NuData Security, a Mastercard company, reports its system prevented 408 million attacks on global retailers during the 2018 holiday season, saving more than $500 million in potential losses.
There were more than one billion irregular digital activities in December alone, according to NuData Security, which also reports crooks are getting better at figuring out retailer defenses.
“We have seen for the last couple of years fraudsters going about the creation of accounts in advance for the holidays. They will slowly start to build up accounts and let them age as they have learned retailers are wary of new accounts opened during the holidays,” said Robert Capps, vice president of partnerships at NuData Security.
NuData uses machine learning to study how its clients’ new accounts are opened. It also studies how data is input into a digital application, the time used to key in the individual letters, the pause between filling in lines and whether a mouse or keyboard is used to navigate a screen. These unique measurements of behavioral and biometric, coupled with location information about the applicant, allow NuData to identify if a new account application is being completed by a human or a computer.
This past October, using its machine learning algorithms, NuData identified 37 percent of its clients’ new applications as high risk, warranting further review by fraud analysts. Normally, the annual average of accounts flagged for a secondary review is 14 percent.

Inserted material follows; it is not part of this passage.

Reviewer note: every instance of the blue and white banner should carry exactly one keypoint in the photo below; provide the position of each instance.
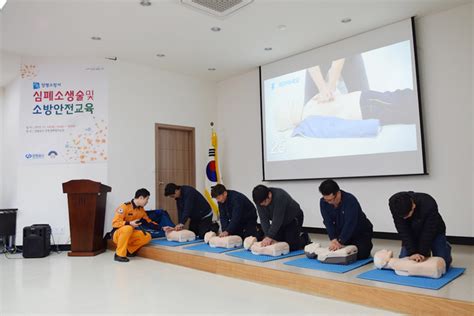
(63, 114)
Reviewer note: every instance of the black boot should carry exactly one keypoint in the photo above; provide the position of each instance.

“The scale is staggering at this point. It’s almost a digital arms race,” commented Capps. “The advent of cloud computing makes it easier to use automation.”
Fraudsters are benefiting from a growing amount of legitimate data. Phishing attacks are on the rise and becoming more sophisticated. By luring victims into divulging confidential financial information, fraudsters can use the data to open new accounts. Data breaches such as the recent incident at Marriott expose millions of personal records such as birth dates, passport numbers, account information, logins and passwords that can also be used for fraudulent purposes.

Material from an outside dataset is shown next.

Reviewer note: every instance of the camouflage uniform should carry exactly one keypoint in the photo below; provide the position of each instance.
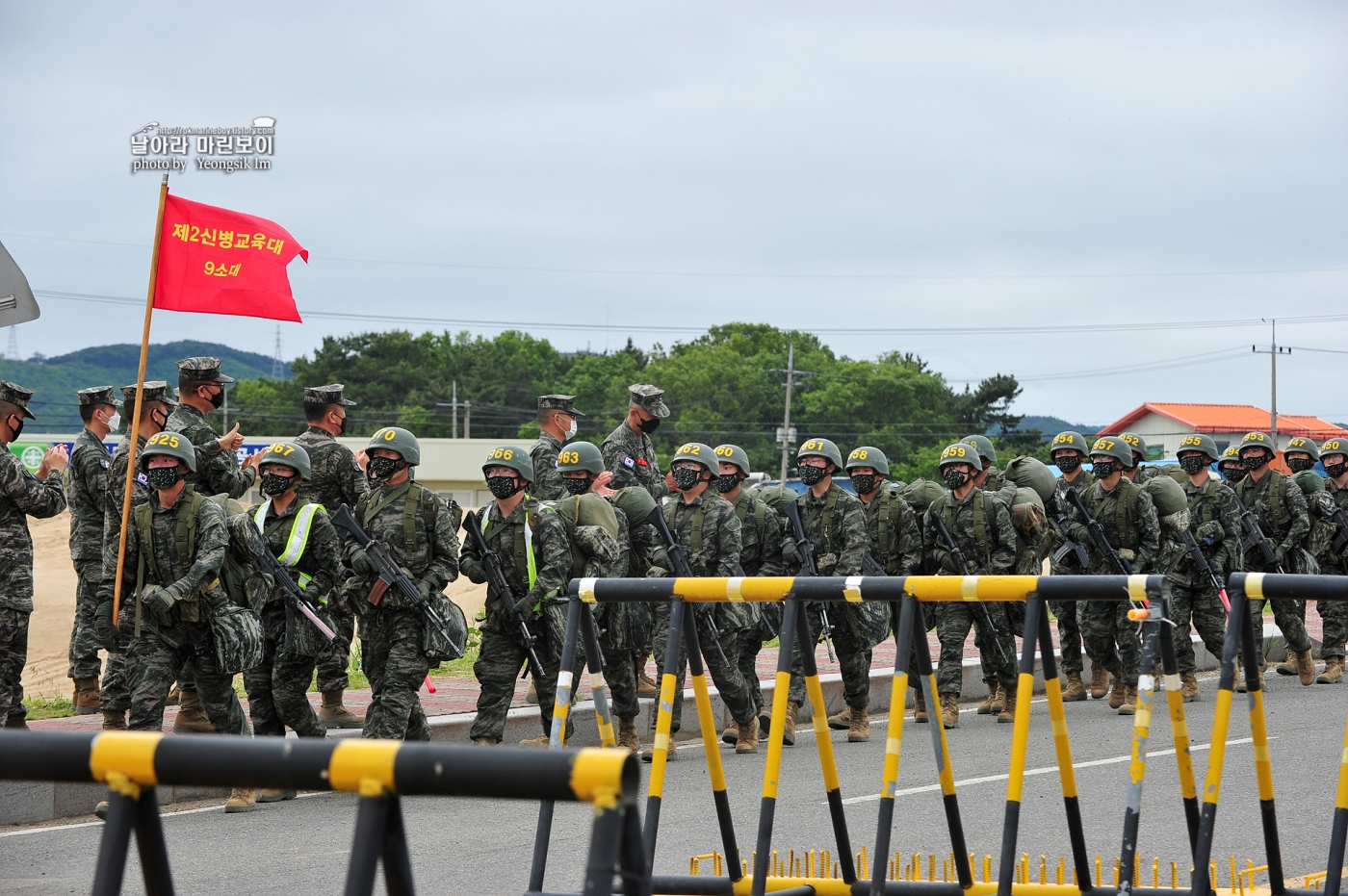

One ray of hope in stopping fraud is the crooks' need for scale, which leads to the use of computers and automation. Since computers don’t act like human beings, it can be easy to spot a rudimentary attempt to mimic human behavior. Fraudsters are making a counter move, using machine learning to determine what computer behavior gets caught, and changing their programs.
“They have learned you can’t fill out an application in seconds, so they put in a pause between line completions. We’ve learned to study keystroke cadence to determine if it’s a human or a machine entering the data,” Capps said.
In studying patterns of access, velocities of transactions and how new accounts are opened, NuData creates a baseline of what is expected or common human behavior. Once activities fall out of the expectation they are flagged for further review.